L'Albanie: Le pays des aigles. Après des années de captivité, reprend son vol

L'Albanie

"Le pays des aigles"

après des années de captivité, reprend son vol

Cristoforo Palmieri, C.M.

L'Albanie compte trois millions d'habitants dont les deux tiers vivent à la campagne; la moitié a moins de 25 ans et un million moins de 18 ans. Ce pays se trouve à l'Est de l'Italie, à moins de 50 milles marins du Cap d'Otrante. Que faut-il lui apporter surtout et avant tout ? Le Christ Seigneur, et cela en première annonce. Son régime marxiste, un des pires de l'histoire, n'a-t-il pas essayé, de toutes les manières possibles, d'extirper le Christ du coeur des hommes, ainsi que des institutions et des structures qui pouvaient en rappeler le souvenir.

L'Albanie ne manquait pas de ressources naturelles et minières. Jusqu'à en provoquer un certain épuisement, durant 50 ans, les dictateurs les ont exportées pour enrichir le pouvoir. Après la chute du régime, le pays se trouve dans une situation désastreuse. Tout est à refaire : au plan social, économique, structurel et législatif. Le gouvernement démocratique, issu des élections libres de mars 1992, a pris les premières mesures d'assainissement. Mais, par suite de la pauvreté de l'économie, il ne peut s'en tirer avec les seules ressources du pays.

L'agriculture

La population agricole dispose de terres, mais manque de semences, d'engrais, de tracteurs. La terre se cultive encore à la bêche et avec des instruments d'il y a 50 ans et plus.

L'industrie

Les usines sont vétustes. Elles ne peuvent produire, faute de matières premières. Elles attendent des entrepreneurs de tous les pays, prêts à investir pour l'Albanie, c'est-a-dire disposés à courir des risques avant de faire des bénéfices. A ce point de vue le gouvernement est ouvert; il fait des efforts notables pour obtenir des soutiens politiques et économiques de la part des pays étrangers, surtout de ses voisins, dont l'Italie.

L'économie

Le niveau de vie, très bas, n'est nullement comparable avec les autres pays d'Europe. Pour survivre, une famille de cinq ou six membres a besoin du travail des deux conjoints.
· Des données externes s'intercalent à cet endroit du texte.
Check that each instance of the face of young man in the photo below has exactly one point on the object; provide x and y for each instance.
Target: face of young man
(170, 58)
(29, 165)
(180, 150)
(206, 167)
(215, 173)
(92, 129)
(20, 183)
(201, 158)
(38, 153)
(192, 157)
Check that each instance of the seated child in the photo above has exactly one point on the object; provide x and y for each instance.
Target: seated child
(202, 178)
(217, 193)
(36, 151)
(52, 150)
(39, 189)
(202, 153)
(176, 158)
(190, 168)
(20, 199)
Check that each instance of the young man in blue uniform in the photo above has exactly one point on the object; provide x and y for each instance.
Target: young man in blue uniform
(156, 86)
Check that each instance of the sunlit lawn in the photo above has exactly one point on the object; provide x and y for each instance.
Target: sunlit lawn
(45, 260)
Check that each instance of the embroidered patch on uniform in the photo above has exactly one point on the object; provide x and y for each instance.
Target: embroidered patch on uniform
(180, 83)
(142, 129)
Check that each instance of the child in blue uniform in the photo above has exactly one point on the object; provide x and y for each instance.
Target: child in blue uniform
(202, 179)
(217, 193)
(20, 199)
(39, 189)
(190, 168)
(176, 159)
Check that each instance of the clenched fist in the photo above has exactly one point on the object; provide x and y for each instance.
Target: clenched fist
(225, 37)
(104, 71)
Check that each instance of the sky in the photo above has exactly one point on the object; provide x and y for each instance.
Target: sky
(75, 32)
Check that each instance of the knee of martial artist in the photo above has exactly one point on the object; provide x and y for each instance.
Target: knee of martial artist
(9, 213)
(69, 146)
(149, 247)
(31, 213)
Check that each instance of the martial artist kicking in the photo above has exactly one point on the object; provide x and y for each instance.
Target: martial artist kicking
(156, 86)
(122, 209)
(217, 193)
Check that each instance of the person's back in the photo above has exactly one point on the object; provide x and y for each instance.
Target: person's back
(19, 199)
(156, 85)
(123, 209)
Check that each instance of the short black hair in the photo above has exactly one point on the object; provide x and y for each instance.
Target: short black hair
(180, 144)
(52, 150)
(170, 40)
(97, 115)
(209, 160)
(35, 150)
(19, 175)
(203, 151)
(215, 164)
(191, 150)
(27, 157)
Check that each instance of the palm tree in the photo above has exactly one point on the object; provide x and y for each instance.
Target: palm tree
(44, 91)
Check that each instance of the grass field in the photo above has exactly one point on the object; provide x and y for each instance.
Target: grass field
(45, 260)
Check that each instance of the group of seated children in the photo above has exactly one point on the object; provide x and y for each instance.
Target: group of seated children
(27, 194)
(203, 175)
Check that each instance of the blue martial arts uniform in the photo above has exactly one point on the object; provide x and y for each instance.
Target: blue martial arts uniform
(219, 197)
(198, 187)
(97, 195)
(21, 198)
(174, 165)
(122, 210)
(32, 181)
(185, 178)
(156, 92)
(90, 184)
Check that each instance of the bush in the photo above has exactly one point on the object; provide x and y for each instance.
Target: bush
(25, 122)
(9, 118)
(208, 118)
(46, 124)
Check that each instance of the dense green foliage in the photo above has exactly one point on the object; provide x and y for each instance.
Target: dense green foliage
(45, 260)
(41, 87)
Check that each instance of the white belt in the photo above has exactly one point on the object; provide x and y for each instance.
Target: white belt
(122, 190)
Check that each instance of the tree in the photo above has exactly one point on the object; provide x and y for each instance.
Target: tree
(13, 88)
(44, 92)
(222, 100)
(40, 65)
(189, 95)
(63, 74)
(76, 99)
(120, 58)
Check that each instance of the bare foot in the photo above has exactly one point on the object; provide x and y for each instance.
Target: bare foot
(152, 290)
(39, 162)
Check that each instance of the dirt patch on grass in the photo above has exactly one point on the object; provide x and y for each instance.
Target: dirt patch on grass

En moyenne un ouvrier et un paysan gagnent l'équivalent d'environ 65 FF par mois; un professionnel touche environ 70 FF, un retraité 45 FF. C'est loin de suffire. Un kilo de viande se paye deux journées de travail. Le kilo de pain coûte plus d'un FF. Le pain, aliment ordinaire, est parfois le seul. S'il empêche de mourir de faim, il ne suffit pas pour une alimentation équilibrée.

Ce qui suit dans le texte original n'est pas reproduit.